Die zunehmende Bedeutung sozialer Faktoren ist in unseren Augen letztlich eine längst überfällige Entwicklung im Streben nach Nachhaltigkeit. Die Einbeziehung sozialer Faktoren und die Berichterstattung darüber sind jedoch mit Herausforderungen verbunden: Die Messung kann auf Unternehmens- und auf Anlageprozess­ebene unklar und uneinheitlich sein.
In der Vergangenheit konzentrierten sich soziale Messgrößen auf mitarbeiterbezogene Indikatoren (zum Beispiel die Zahl der Arbeitsunfälle). Es sollten aber weitere Messgrößen gesucht werden, die umfassender den sozialen Aspekt widerspiegeln und Aspekte des sozialen Wandels darstellen können. Im Gesundheitssektor könnte es zum Beispiel darum gehen, die Bereitstellung von und den Zugang zu Gesundheitsdienstleistungen zu messen und anschließend zu verbessern.

Kohärente Wirkungsmessung

Solche Aspekte sollten auf Branchenebene definiert werden, um die tatsächlichen Aktivitäten eines Unternehmens und seine Ambitionen zu bewerten. Sobald ein einheitlicher Rahmen vorhanden ist, können Benchmarks und historische Vergleiche dazu verwendet werden, Fortschritte zu überwachen, sie zu bewerten und mit den Unternehmen zusammenzuarbeiten. Eine kohärentere Wirkungsmessung würde es sowohl Investoren als auch Unternehmen ermöglichen, enger zu kooperieren, um das „S“ von ESG stärker anzugehen und voranzutreiben – so wie es sich die Anleger wünschen.
Bis dahin ist es aber die Aufgabe der Fondsmanager, relevante soziale Aspekte in der eigenen Analyse stärker zu berücksichtigen und glaubwürdig in Investitionsentscheidungen einzubeziehen.
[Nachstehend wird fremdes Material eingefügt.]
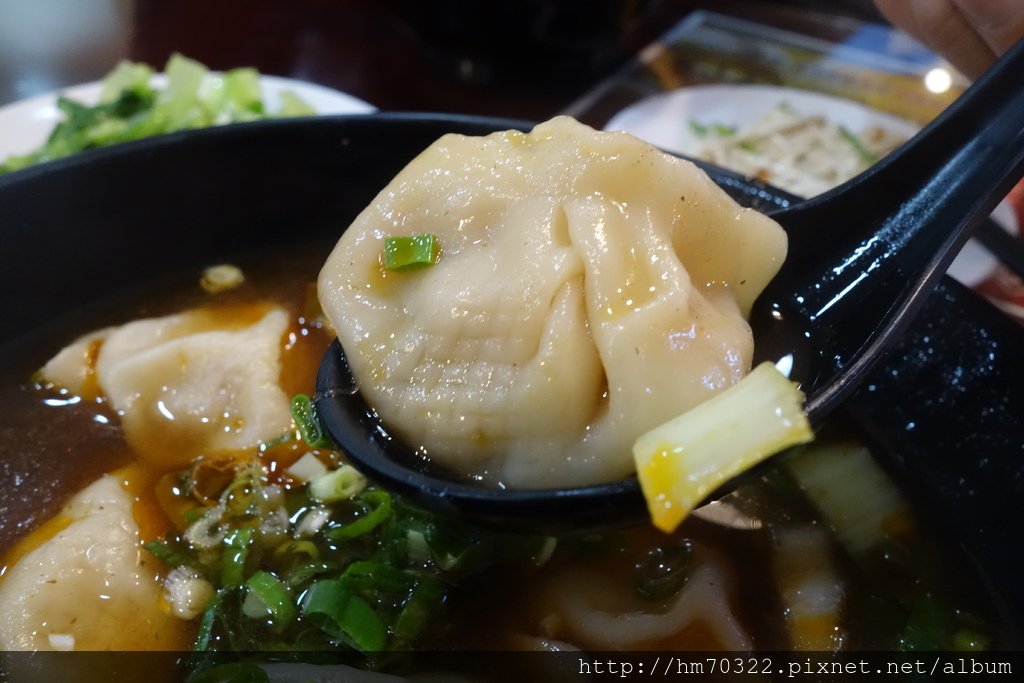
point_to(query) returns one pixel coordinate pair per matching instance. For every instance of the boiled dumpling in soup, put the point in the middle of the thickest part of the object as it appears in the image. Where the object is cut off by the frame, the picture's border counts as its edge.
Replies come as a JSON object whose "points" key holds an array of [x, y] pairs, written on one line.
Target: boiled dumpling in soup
{"points": [[90, 586], [197, 382], [588, 288]]}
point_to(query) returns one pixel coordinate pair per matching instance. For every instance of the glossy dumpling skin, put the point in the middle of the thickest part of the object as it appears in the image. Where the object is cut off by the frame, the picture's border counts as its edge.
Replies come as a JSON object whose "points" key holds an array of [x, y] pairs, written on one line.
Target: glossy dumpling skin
{"points": [[90, 582], [198, 382], [589, 288]]}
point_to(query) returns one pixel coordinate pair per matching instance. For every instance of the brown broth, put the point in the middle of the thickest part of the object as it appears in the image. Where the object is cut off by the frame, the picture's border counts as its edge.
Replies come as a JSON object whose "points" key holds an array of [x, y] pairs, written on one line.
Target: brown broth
{"points": [[52, 445]]}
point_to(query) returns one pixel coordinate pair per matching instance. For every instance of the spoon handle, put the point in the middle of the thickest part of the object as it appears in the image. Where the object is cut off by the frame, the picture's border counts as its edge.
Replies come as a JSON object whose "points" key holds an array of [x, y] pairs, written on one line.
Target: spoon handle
{"points": [[864, 256]]}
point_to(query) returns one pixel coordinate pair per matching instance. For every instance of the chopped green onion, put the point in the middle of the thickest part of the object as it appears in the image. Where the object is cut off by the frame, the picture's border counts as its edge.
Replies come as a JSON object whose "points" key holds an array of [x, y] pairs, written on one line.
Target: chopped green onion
{"points": [[274, 596], [193, 515], [378, 509], [425, 598], [236, 554], [287, 437], [866, 155], [232, 672], [719, 129], [411, 253], [367, 575], [305, 418], [970, 640], [340, 484], [345, 616], [170, 556], [307, 468], [664, 571], [207, 621]]}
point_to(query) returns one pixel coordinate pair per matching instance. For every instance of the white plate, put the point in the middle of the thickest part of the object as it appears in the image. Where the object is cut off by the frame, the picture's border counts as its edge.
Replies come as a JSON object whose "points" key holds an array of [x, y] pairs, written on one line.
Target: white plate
{"points": [[664, 120], [26, 124]]}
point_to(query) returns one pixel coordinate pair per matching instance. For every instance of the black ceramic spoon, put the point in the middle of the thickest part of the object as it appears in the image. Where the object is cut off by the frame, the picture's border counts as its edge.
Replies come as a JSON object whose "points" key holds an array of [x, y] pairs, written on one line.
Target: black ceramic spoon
{"points": [[862, 259]]}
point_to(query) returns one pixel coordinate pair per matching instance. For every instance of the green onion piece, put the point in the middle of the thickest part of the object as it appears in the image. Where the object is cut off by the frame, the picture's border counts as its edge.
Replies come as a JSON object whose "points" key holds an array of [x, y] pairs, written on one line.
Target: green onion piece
{"points": [[233, 672], [207, 621], [287, 437], [340, 484], [411, 253], [236, 554], [865, 155], [664, 571], [167, 554], [378, 509], [698, 128], [376, 578], [295, 550], [424, 600], [305, 418], [970, 640], [274, 595], [344, 616]]}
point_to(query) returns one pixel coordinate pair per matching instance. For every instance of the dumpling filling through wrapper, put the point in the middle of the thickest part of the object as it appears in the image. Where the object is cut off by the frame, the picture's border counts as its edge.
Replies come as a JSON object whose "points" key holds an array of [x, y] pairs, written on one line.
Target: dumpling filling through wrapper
{"points": [[589, 288]]}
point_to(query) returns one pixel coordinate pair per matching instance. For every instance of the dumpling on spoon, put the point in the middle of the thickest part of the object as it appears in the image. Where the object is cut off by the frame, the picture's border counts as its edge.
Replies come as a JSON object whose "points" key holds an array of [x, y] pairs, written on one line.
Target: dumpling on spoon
{"points": [[588, 288]]}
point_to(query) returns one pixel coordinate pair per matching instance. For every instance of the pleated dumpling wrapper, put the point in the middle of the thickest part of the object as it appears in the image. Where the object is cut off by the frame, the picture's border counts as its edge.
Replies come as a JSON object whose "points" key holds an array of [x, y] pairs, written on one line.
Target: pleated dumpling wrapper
{"points": [[588, 288]]}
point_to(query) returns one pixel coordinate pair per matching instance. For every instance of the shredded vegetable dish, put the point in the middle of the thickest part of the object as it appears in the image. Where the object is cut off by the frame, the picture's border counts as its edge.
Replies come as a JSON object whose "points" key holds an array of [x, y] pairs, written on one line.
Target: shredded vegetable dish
{"points": [[800, 154]]}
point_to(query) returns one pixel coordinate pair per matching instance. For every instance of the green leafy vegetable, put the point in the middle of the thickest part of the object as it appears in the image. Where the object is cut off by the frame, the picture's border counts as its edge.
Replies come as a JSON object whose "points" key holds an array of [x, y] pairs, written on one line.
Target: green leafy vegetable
{"points": [[274, 596], [344, 615], [340, 484], [168, 554], [664, 571], [232, 569], [866, 155], [309, 426], [130, 108], [376, 506], [411, 253]]}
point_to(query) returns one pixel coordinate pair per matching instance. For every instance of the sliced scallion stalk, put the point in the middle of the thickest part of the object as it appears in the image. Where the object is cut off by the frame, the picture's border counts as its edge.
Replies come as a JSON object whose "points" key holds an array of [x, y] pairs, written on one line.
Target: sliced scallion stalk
{"points": [[378, 508], [682, 461], [340, 484], [411, 253], [274, 595], [343, 615], [167, 554], [207, 622], [424, 599], [236, 553], [865, 155], [309, 427]]}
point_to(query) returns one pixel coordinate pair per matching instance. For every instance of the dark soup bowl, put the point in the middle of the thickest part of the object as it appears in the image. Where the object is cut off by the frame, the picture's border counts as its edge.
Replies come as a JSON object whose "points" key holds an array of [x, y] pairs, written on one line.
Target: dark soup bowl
{"points": [[919, 542]]}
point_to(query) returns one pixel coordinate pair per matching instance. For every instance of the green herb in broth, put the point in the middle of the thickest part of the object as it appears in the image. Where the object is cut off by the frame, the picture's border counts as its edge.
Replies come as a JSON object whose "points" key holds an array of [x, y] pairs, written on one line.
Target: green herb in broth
{"points": [[436, 583]]}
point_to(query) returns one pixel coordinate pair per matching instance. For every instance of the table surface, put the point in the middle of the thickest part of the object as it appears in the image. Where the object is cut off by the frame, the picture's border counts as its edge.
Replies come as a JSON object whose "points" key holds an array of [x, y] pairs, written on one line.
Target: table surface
{"points": [[463, 56], [387, 52]]}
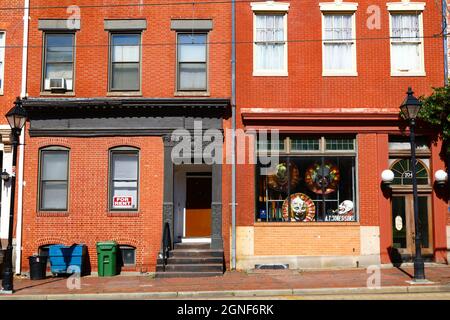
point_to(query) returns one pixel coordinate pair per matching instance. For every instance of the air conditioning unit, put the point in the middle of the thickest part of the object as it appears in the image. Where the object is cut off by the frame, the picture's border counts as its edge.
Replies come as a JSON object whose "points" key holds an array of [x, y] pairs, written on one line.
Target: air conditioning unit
{"points": [[55, 84]]}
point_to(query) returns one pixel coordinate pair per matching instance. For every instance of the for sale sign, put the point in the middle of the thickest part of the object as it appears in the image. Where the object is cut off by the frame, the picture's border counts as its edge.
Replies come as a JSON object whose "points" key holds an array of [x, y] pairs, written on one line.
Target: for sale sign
{"points": [[123, 201]]}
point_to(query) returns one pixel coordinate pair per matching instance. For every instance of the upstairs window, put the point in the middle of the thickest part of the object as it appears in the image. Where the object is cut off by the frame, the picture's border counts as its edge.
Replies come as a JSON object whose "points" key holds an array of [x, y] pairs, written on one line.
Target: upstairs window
{"points": [[339, 47], [270, 44], [192, 62], [2, 60], [407, 55], [270, 38], [59, 62], [125, 59], [53, 179]]}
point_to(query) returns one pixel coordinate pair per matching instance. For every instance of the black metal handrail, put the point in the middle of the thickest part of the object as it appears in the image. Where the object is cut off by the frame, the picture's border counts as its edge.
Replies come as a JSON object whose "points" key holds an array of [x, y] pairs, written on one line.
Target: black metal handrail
{"points": [[167, 245]]}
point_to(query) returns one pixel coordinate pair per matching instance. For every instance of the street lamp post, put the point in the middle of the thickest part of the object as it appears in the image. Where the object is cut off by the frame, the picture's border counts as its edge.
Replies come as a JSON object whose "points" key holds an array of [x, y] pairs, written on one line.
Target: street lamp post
{"points": [[16, 118], [410, 108]]}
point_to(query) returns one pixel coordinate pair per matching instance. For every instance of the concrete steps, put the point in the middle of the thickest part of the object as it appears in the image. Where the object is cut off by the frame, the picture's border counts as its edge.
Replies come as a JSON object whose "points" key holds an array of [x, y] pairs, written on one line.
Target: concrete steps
{"points": [[191, 260]]}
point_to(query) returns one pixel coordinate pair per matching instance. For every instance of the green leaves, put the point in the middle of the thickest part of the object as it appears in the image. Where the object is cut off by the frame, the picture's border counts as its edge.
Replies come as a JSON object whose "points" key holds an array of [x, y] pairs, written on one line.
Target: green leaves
{"points": [[436, 111]]}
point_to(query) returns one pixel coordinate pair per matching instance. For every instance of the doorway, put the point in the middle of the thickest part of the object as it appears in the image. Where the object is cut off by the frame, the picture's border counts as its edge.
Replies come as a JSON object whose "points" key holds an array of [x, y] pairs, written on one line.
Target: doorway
{"points": [[198, 205], [192, 203], [403, 227]]}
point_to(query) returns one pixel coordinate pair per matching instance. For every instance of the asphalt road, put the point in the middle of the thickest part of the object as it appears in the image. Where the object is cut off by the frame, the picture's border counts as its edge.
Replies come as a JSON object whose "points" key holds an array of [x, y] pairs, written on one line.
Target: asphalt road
{"points": [[379, 296]]}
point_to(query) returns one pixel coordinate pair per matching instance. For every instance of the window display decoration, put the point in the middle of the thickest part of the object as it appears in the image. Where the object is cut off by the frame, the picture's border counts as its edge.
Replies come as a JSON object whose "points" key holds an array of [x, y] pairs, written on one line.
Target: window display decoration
{"points": [[302, 208], [279, 180], [343, 213], [322, 179]]}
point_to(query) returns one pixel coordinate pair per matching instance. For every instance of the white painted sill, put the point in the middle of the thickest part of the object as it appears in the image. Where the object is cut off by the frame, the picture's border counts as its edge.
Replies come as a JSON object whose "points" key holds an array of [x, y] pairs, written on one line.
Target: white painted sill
{"points": [[339, 74], [408, 74], [270, 73]]}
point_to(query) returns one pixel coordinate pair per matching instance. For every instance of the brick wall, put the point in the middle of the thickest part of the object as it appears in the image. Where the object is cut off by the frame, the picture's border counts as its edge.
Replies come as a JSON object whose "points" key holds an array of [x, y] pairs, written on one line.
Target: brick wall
{"points": [[88, 219], [305, 86], [12, 23], [158, 45]]}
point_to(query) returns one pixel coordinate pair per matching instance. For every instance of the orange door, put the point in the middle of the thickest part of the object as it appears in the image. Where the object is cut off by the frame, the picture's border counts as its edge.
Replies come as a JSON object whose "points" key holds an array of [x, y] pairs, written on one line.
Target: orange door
{"points": [[198, 206]]}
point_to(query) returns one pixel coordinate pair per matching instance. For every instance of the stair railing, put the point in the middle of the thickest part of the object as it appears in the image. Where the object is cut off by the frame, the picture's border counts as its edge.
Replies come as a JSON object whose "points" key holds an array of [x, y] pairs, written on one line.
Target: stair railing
{"points": [[167, 245]]}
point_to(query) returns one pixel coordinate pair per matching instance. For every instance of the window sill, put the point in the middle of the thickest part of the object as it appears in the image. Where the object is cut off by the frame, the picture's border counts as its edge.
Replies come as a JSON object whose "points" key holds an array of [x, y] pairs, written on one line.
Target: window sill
{"points": [[124, 94], [52, 214], [123, 214], [339, 74], [55, 94], [306, 224], [270, 73], [192, 94], [408, 74]]}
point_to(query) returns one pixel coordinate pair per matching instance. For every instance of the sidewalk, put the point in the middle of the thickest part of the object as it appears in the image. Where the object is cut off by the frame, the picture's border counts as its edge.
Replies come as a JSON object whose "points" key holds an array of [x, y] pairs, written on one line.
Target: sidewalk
{"points": [[254, 283]]}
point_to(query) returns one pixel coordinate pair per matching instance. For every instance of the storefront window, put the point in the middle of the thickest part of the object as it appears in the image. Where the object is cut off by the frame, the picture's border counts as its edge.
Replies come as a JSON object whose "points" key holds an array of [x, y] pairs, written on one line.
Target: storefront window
{"points": [[321, 182]]}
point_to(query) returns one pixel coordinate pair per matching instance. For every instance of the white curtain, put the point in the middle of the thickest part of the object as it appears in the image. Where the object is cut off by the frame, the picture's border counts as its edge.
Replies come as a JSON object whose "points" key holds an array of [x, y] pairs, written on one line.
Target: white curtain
{"points": [[405, 42], [338, 45], [126, 54], [269, 55]]}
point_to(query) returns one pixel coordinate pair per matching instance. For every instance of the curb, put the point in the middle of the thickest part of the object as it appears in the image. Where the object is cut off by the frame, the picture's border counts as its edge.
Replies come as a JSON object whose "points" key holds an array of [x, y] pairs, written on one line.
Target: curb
{"points": [[230, 293]]}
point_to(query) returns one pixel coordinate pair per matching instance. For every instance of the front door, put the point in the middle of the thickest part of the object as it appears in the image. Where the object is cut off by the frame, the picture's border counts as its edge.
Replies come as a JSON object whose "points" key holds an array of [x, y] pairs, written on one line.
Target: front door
{"points": [[198, 206], [403, 227]]}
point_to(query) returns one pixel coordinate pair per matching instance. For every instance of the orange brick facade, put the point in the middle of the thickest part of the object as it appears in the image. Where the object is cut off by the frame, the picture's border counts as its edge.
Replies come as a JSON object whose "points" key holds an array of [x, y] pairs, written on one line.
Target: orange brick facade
{"points": [[88, 219], [302, 103], [306, 103]]}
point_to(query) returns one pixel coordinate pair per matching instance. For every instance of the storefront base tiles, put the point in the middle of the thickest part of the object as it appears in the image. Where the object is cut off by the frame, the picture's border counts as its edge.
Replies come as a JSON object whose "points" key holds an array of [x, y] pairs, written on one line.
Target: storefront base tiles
{"points": [[307, 246]]}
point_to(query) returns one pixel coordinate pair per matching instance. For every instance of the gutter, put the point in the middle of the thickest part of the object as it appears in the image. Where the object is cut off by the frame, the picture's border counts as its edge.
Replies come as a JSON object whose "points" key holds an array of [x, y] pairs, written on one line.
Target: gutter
{"points": [[23, 94], [233, 135]]}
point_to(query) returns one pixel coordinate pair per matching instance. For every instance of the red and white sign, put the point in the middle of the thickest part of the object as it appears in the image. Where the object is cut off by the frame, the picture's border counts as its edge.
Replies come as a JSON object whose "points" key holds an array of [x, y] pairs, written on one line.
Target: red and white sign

Bernd Deeken ist Senior-Portfoliomanager bei Berenberg. Er steuert den Fonds Berenberg Sustainable World Equities und betreut bei Berenberg Spezialmandate mit dem Fokus auf Nachhaltigkeit für Stiftungen, kirchliche Einrichtungen und vermögende Privatkunden. Er verantwortet den Ansatz und die Selektion des Nachhaltigkeitsuniversums.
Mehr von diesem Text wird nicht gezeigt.